Where in Colorado are you?


----------



## WNGD (Jan 15, 2005)

Well ...........hopefully the OP comes back


----------



## wolfy dog (Aug 1, 2012)

The issue with rescues is that they neuter them at any age as soon as the get them . Please correct me if I am wrong.


----------



## Pytheis (Sep 23, 2016)

wolfy dog said:


> The issue with rescues is that they neuter them at any age as soon as the get them . Please correct me if I am wrong.
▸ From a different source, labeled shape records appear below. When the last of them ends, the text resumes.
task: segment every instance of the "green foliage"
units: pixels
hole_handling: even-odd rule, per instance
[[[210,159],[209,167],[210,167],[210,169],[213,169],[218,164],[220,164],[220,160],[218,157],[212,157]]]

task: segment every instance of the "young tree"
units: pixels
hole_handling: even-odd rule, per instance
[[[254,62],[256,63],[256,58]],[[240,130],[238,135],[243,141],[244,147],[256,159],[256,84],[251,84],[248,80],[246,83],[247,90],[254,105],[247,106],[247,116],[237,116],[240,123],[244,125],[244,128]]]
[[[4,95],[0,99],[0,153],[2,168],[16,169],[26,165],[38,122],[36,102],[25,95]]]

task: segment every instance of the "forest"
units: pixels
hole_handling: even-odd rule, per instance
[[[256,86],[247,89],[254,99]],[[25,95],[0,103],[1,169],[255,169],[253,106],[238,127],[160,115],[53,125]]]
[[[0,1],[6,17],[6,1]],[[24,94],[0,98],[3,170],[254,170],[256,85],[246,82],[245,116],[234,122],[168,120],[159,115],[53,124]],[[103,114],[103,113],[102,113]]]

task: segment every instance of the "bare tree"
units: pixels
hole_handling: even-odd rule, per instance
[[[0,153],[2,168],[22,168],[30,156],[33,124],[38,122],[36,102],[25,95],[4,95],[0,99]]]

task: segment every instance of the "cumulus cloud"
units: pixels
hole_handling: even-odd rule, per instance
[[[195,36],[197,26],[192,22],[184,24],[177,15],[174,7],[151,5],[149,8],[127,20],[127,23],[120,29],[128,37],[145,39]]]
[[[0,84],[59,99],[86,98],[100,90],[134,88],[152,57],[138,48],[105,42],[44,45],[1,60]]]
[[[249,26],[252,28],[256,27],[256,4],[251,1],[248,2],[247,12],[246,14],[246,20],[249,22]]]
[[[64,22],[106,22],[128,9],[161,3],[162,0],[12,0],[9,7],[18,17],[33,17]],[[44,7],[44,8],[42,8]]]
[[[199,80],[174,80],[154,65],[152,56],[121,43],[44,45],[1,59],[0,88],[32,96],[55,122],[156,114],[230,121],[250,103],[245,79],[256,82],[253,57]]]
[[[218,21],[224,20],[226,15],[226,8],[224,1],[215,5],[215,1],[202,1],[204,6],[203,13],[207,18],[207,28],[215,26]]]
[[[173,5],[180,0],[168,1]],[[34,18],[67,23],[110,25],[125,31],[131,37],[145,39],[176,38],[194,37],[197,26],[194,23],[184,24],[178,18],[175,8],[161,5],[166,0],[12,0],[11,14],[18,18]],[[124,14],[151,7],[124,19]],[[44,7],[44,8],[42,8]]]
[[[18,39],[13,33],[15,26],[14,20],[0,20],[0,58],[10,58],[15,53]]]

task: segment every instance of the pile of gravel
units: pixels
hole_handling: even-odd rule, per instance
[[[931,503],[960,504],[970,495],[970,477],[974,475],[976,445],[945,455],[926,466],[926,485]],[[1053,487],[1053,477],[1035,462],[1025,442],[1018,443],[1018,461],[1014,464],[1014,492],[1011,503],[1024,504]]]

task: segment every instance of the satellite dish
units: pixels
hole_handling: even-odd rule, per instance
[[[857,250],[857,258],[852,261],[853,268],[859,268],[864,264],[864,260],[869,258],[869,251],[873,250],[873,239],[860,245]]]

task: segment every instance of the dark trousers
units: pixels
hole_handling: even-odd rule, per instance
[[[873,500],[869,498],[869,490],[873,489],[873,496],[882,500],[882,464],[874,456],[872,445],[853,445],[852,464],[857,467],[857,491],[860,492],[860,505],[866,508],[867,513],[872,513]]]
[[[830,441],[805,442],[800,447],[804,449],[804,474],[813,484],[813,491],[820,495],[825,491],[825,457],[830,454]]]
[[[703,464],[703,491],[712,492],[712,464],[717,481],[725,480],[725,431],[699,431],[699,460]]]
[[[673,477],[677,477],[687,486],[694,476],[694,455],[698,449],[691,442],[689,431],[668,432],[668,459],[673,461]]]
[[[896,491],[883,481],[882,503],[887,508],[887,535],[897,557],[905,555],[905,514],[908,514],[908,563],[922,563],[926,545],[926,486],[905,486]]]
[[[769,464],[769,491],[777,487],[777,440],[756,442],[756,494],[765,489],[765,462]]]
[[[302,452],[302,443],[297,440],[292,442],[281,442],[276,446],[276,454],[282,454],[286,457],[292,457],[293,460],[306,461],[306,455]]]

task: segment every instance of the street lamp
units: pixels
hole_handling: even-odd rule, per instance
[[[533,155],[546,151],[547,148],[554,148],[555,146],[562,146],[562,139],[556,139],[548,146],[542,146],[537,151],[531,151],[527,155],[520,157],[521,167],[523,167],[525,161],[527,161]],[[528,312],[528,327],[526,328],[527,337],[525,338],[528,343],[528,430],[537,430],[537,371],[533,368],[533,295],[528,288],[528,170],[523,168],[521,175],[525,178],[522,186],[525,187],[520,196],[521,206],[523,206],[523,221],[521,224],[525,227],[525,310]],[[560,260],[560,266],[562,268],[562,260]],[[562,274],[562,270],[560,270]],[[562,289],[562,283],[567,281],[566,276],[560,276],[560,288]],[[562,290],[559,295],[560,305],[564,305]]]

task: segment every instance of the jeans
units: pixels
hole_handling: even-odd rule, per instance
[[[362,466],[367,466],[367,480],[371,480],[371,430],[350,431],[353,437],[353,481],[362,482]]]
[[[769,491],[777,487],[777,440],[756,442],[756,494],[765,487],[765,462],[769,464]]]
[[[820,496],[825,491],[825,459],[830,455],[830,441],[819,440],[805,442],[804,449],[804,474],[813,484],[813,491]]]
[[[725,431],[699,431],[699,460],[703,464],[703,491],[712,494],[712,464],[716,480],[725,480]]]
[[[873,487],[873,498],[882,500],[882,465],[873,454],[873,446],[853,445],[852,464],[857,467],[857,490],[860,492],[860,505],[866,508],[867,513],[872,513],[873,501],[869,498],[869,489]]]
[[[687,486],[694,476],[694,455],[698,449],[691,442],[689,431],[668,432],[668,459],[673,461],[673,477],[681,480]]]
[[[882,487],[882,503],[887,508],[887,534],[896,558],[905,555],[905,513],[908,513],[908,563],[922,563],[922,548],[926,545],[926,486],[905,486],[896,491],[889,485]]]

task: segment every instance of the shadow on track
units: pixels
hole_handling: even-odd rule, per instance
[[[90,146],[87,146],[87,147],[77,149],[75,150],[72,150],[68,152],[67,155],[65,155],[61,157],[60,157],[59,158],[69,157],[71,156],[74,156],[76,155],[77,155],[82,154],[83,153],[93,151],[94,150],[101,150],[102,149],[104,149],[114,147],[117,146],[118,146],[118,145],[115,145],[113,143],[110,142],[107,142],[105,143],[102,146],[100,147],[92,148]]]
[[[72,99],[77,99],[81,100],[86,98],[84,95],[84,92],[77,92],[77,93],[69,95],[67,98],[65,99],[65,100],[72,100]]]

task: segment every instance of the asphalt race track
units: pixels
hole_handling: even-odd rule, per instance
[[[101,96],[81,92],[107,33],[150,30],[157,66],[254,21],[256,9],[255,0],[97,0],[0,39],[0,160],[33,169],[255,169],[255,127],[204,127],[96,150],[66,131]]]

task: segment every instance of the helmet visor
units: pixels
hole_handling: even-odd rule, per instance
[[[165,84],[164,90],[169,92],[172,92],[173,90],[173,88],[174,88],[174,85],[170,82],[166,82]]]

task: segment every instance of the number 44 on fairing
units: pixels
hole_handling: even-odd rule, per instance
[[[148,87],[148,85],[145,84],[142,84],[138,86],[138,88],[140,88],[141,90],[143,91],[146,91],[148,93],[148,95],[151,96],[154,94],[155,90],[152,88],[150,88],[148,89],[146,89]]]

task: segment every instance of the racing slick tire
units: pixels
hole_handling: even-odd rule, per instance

Most probably do. Would you rather the dog end up in a home that isn’t a good fit, is ill prepared, and/or doesn’t treat the dog properly? Hands down every time I would rather the dog be spayed/neutered early and find a super home than run the risk of a bad home just to keep his balls intact. ESPECIALLY when keeping the reproductive organs increases the odds of bad people wanting said dog. Millions and millions of people early spay/neuter their dogs and they’re all just fine. Sometimes things can’t be perfect.


----------



## Jax08 (Feb 13, 2009)

@Pytheis - yup yup yup.


----------



## Magwart (Jul 8, 2012)

You also get a safety net for life, with a good rescue -- if a home doesn't work out, the dog can always come back to the rescue, at any age, even if it develops health issues. 

Rehoming on your own means YOU are the safety net for life, so if it comes back in 5 or 8 years, it's STILL going to be your problem to deal with, to keep it from landing in a kill-shelter if the next owner suddenly needs it gone. 

Finding good homes for adolescent dogs is HARD. The return rate on young dogs can be really high for newbie rescuers. It takes years to acquire good instincts for homes that will "stick" and put in the work. Also, people lie, a lot, to get a dog they want -- even on specialty forums like this -- they promise the sun and moon about their training plans, and in six months, call you annoyed that the dog has developed bad behaviors because they didn't follow through. Pytheis is totally right -- if you rehome an intact dog as a newbie, you are pretty much inviting BYBs and puppy-millers to lie to you and pretend to be "great homes" looking for a "family pet." Your dog might end up at a Midwestern auction, for all you know, if you go down that road.


----------



## GSDchoice (Jul 26, 2016)

Very good points...

Our rescue mom told us she has flown to other states ( at her own cost) to pick up “her” dogs that were rehomed, then later dumped at side of road or in a shelter by their adopters. 
She was not happy about it.

She told us that Rumo will always have two microchips...the one registered to us, and one registered to his rescue. Good rescues really do care about their dogs for life. And not all “perfect adopters” keep the dog.


----------